Propo-Dex isa great combo. For short cases (under 45 minutes) I typically just bolus the Precedex IV upfront over a few minutes. The range is 0.3 ug/kg-1.0 ug/kg with most of my patients getting 0.5 ug/kg IV. You must watch out for severe bradycardia (and hypertension) when bolusing Precedex. The faster you bolus large amounts the more likely you will see HRs in the low 30s so be careful about the dosing. The HTN is typically nothing more than a person would see during high level exercise but the HR can get dangerously low.

"Premedication with a single intravenous dose of 0.5 μg/kg dexmedetomidine decreased the intraoperative propofol and postoperative analgesic requirements, and increased the postoperative satisfaction and Ramsay sedation scale scores considerably in patients undergoing direct laryngoscopic biopsy under total intravenous anesthesia.27 "

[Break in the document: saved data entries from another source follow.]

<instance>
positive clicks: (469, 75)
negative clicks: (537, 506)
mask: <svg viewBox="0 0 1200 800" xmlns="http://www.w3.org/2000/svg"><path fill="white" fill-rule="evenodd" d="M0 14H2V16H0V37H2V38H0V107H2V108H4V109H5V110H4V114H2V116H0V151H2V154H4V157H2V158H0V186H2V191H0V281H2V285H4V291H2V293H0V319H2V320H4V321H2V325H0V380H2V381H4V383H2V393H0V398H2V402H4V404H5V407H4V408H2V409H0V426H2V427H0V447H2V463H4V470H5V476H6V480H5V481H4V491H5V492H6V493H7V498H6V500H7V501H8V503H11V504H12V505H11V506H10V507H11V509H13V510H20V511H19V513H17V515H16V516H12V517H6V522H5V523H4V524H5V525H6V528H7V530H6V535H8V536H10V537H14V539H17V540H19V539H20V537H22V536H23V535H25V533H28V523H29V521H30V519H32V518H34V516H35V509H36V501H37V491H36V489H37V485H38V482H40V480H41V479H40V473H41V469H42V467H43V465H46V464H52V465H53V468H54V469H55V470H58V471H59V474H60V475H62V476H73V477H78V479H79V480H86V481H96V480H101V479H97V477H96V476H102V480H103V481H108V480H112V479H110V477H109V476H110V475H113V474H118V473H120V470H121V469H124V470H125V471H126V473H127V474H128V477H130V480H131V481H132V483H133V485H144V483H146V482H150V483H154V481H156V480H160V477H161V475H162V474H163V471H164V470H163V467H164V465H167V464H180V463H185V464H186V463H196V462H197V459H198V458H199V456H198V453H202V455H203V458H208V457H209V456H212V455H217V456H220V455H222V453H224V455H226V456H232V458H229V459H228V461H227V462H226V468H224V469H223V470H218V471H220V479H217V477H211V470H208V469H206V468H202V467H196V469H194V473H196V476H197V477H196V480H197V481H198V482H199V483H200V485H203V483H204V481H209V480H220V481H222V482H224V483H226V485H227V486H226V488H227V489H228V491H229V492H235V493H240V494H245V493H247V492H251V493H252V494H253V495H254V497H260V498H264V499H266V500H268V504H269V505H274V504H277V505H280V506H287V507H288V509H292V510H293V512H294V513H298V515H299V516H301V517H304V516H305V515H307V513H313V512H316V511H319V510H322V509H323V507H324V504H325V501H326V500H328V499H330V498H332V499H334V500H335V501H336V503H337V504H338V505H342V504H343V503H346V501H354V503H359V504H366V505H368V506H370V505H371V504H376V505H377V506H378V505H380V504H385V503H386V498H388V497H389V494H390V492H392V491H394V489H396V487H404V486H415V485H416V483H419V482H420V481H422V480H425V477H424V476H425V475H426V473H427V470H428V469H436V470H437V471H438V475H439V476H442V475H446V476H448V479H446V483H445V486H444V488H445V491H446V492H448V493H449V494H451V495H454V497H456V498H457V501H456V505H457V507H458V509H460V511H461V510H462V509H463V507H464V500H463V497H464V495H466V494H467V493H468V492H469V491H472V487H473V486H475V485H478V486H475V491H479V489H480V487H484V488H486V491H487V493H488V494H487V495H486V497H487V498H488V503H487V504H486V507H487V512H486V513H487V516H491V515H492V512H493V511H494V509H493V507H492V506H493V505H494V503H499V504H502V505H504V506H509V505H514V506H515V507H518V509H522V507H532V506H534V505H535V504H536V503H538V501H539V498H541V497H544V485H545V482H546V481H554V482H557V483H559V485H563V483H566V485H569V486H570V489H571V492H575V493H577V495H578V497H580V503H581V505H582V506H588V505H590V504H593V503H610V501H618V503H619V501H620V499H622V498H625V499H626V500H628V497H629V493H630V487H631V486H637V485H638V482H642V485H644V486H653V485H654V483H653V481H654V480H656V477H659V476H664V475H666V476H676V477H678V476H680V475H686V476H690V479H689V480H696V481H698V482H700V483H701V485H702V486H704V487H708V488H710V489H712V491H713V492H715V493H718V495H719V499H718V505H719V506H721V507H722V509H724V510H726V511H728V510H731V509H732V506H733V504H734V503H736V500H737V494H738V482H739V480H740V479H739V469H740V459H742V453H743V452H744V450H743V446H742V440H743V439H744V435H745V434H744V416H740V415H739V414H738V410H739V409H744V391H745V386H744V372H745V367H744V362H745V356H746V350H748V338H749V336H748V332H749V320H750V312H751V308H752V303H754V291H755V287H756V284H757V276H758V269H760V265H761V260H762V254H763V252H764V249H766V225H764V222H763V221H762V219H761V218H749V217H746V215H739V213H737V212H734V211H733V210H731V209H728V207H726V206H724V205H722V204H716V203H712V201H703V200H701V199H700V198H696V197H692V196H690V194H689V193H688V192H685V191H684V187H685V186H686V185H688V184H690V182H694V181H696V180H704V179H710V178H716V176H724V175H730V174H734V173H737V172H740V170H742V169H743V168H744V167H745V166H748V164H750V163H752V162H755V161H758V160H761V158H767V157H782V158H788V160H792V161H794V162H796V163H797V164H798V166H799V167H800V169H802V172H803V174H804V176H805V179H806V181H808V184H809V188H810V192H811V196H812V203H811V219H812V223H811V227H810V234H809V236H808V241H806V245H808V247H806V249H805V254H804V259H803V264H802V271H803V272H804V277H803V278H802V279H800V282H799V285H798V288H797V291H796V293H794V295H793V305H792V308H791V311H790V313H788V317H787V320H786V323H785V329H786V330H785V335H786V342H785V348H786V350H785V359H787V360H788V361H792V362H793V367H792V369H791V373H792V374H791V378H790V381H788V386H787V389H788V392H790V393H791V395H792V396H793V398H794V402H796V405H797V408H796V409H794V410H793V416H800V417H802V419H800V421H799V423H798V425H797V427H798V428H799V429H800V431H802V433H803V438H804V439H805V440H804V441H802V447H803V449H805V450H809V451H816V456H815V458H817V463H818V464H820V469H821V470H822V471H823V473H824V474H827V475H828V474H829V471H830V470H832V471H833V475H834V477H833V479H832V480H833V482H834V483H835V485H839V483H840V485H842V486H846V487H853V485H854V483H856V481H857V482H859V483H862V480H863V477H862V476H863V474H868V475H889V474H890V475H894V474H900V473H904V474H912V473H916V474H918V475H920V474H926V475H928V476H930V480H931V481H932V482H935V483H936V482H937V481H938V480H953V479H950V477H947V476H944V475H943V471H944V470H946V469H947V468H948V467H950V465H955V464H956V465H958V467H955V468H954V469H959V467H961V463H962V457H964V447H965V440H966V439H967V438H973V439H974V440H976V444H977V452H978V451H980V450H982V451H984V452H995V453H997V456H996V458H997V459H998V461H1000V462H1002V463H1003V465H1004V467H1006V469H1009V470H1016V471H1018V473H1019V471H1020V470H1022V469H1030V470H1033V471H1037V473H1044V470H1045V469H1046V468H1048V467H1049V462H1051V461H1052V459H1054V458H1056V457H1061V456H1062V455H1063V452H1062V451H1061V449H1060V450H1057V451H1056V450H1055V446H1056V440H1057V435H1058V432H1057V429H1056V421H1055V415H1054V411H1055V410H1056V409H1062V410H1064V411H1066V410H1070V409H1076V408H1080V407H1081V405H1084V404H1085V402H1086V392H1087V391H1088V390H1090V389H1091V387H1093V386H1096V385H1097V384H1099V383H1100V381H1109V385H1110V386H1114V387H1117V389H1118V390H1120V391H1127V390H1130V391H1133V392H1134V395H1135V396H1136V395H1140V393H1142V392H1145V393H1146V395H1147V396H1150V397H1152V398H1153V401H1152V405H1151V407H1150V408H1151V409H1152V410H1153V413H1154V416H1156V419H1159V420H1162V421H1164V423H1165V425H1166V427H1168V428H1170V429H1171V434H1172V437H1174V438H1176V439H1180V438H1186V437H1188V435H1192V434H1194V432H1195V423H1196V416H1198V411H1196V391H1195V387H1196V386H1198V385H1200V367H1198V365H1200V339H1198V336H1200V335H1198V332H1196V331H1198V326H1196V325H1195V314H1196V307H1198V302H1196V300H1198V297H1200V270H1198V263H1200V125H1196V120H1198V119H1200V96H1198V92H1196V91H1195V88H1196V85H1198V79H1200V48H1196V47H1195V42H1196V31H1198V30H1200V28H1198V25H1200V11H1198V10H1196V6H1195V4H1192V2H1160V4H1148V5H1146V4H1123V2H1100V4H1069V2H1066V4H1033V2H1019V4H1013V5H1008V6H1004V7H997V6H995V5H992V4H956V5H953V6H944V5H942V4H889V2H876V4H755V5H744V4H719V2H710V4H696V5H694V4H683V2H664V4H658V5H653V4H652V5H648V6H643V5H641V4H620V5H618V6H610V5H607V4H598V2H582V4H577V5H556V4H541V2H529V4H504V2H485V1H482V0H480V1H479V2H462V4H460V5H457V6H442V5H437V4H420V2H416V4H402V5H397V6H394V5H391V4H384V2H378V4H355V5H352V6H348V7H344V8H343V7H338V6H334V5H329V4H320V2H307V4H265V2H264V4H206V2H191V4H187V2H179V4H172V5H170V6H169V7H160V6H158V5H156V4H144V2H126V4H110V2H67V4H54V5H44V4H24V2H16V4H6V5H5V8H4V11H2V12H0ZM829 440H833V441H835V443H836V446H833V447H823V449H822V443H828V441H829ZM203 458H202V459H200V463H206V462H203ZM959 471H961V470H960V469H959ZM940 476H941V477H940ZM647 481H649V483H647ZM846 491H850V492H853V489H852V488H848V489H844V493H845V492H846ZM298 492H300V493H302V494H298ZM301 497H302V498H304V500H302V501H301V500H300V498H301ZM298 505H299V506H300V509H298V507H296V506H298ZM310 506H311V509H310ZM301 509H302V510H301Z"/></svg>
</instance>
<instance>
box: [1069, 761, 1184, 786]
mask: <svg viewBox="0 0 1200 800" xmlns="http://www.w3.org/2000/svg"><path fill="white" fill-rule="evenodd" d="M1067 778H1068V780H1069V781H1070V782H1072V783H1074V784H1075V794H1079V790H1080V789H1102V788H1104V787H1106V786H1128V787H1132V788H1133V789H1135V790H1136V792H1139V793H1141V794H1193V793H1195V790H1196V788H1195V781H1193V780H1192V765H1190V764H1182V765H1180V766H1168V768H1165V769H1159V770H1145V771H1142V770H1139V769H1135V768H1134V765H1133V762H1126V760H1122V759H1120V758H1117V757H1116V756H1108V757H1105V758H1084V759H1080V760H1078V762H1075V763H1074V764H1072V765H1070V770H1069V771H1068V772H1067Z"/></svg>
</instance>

For longer cases you will need to start an infusion or re-bolus the Precedex or add it to the Propofol in the pump.
 
I never do this apart for endoscopy.

I am just sharing my experience with Precedex over the past 18 months. Of course, I don't use it for Gi cases of any kind.
But, for those looking for a way to really boost the sedative effects of propofol without opioids, inhalational agents, midazolam or ketamine the Precedex is a nice addition to a TIVA. The wake-ups are smooth without any hangover effects.

YMMV, but we are here to discuss anesthesia and the cost of a 2 ml ampule of precedex has come way down in price to the point you can use it for cases on a routine basis.